Peperoni, peperoncini e pomodori. E fichi, prugne, limoni, da cogliere sui rami bassi insieme a tutti gli altri frutti che la terra regalava. In tavola con pasta fatta in casa al sugo di beccaccia, pollo alla brace e ogni tipo di carne arrosto. Non è né MasterChef, né il Gambero Rosso. Sono ricette e storie di un altro mondo e un altro tempo. Che sembrano immobili e poi veloci, come la storia di ‘Ntoni, “Il cuoco segreto di casa Spanò”. È lui, in prima persona, a raccontare. A scrivere sono Erminia Germini Tricarico con Francesco Maria Spanò, che quel libro al cuoco l’aveva promesso anni fa. Il co-autore resta nella sua terra, come in un volume di qualche anno fa, “Gerace città magno-greca delle cento chiese”. Ma veniamo al cuoco, lasciando stare le ricette e gustando il resto. “‘Ntoni aveva origini semplici e dignitose“, ci dice ora Spanò. “Arrivò in casa nostra ancora bambino, era il 1939, in una famiglia dove c’era un cavaliere che era prefetto e poi c’erano giudici e sacerdoti”.

‘Ntoni racconta: “Quello che mi dispiaceva è che non ero mai andato a scuola ma, come diceva mamma mia, non ce n’era bisogno perché il garzone dovevo fare e meno sapevo meglio era”. Perché, insomma, “i signori da una parte e noi dall’altra”. Eppure c’è quella voglia, quelle “orecchie sempre appizzate per imparare”. E le ricette, crescendo, diventano sociologia. “Gerace era una piccola città con più di cinquemila abitanti, che arrivava fino al mare” ricorda ‘Ntoni. “Poi, tra la Prima e la Seconda guerra mondiale, è stata divisa in due e quella dove vivevamo noi, che sta su una rupe di cinquecento metri, mantiene il nome Gerace e quell’altra è chiamata Locri e molte famiglie si erano trasferite lì, perché avevano messo gli uffici più importanti, il tribunale, il carcere e molte fabbriche”. Sulla rupe restano il vescovo, la curia e il seminario. Poi a casa Spanò muore il Cavaliere, Giuseppe. “Se mi merito il paradiso”, dice tra sé il cuoco, “quando morirò che sarò vecchio lo abbraccio forte forte, che mi è mancato tanto; che lì non ci stanno le distanze sociali”.

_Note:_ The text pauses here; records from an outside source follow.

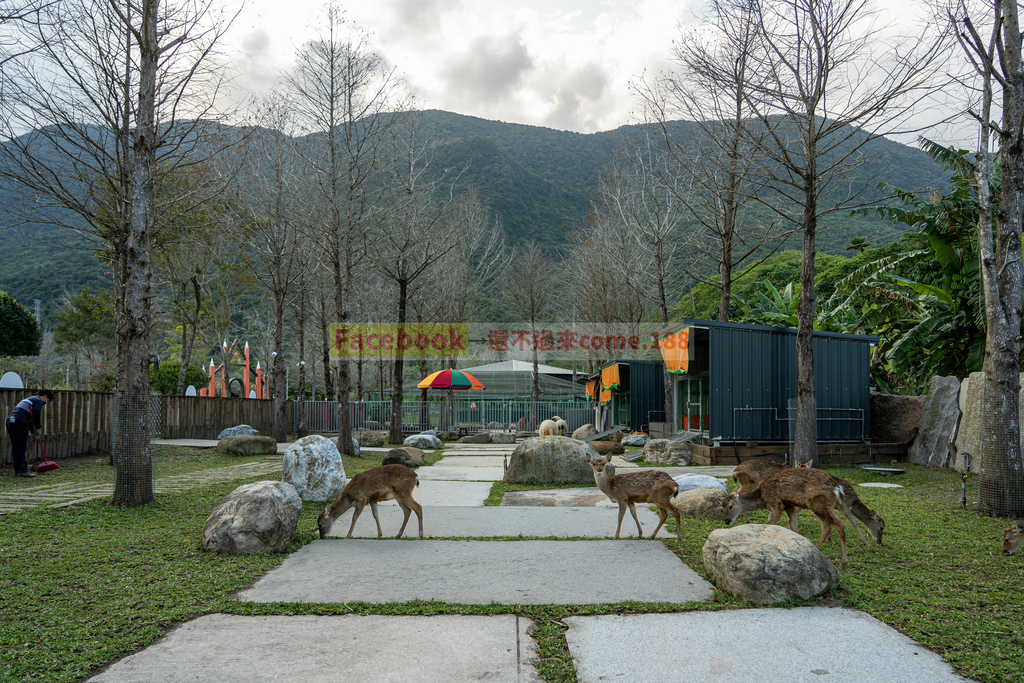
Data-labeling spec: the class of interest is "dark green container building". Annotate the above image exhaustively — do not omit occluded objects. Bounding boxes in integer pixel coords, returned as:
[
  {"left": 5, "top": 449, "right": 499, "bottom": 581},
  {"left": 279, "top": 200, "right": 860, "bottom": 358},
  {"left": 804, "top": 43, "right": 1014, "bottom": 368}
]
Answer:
[{"left": 662, "top": 319, "right": 879, "bottom": 443}]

È anche un libro di filosofia politica, questo pubblicato da Gangemi editore. È il luglio 1970, le settimane della rivolta di Reggio, al grido “Boia chi molla” perché la città diventi capoluogo di provincia. Ci sono però altre spinte e mille voci. Come sempre, ‘Ntoni appizza le orecchie. “Tra quei disordini si era messa dentro anche la ‘rivolta proletaria’ con Lotta continua, Unione dei comunisti italiani (marxisti-leninisti) e cinque anarchici della Baracca, che in un volantino avevano scritto: ‘Padroni bastardi, del capoluogo non sappiamo che farcene; lottiamo per farla finita con l’emigrazione, con la disoccupazione, con la fame”. Assieme al Cavaliere, il cuoco sente che la protesta sta deragliando. Dopo mesi di assedio, Reggio è riportata all’ordine, con i carri armati posizionati sul lungomare della città. “Non ci furono vincitori” annota N’toni. “Ci hanno dato il contentino: a Reggio la sede del Consiglio regionale, a Catanzaro il capoluogo”. Quello della politica e della lotta di classe non è il mondo di ‘Ntoni. Anche se sa che il “piccolo mondo antico” è ormai finito. “Avevo bisogno di pace, della campagna, degli animali, delle piante da frutto, e soprattutto di casa Spanò, con le sue distanze sociali, come prima di andare con il cavaliere a lottare per Reggio, perché mi proteggevano e non mi pesavano”. Ecco. Poi ci sono le ricette, con pure le sgute, brioches di Pasqua calabresi, con farina bianca, lievito di birra e otto uova sode: cucinate con amore.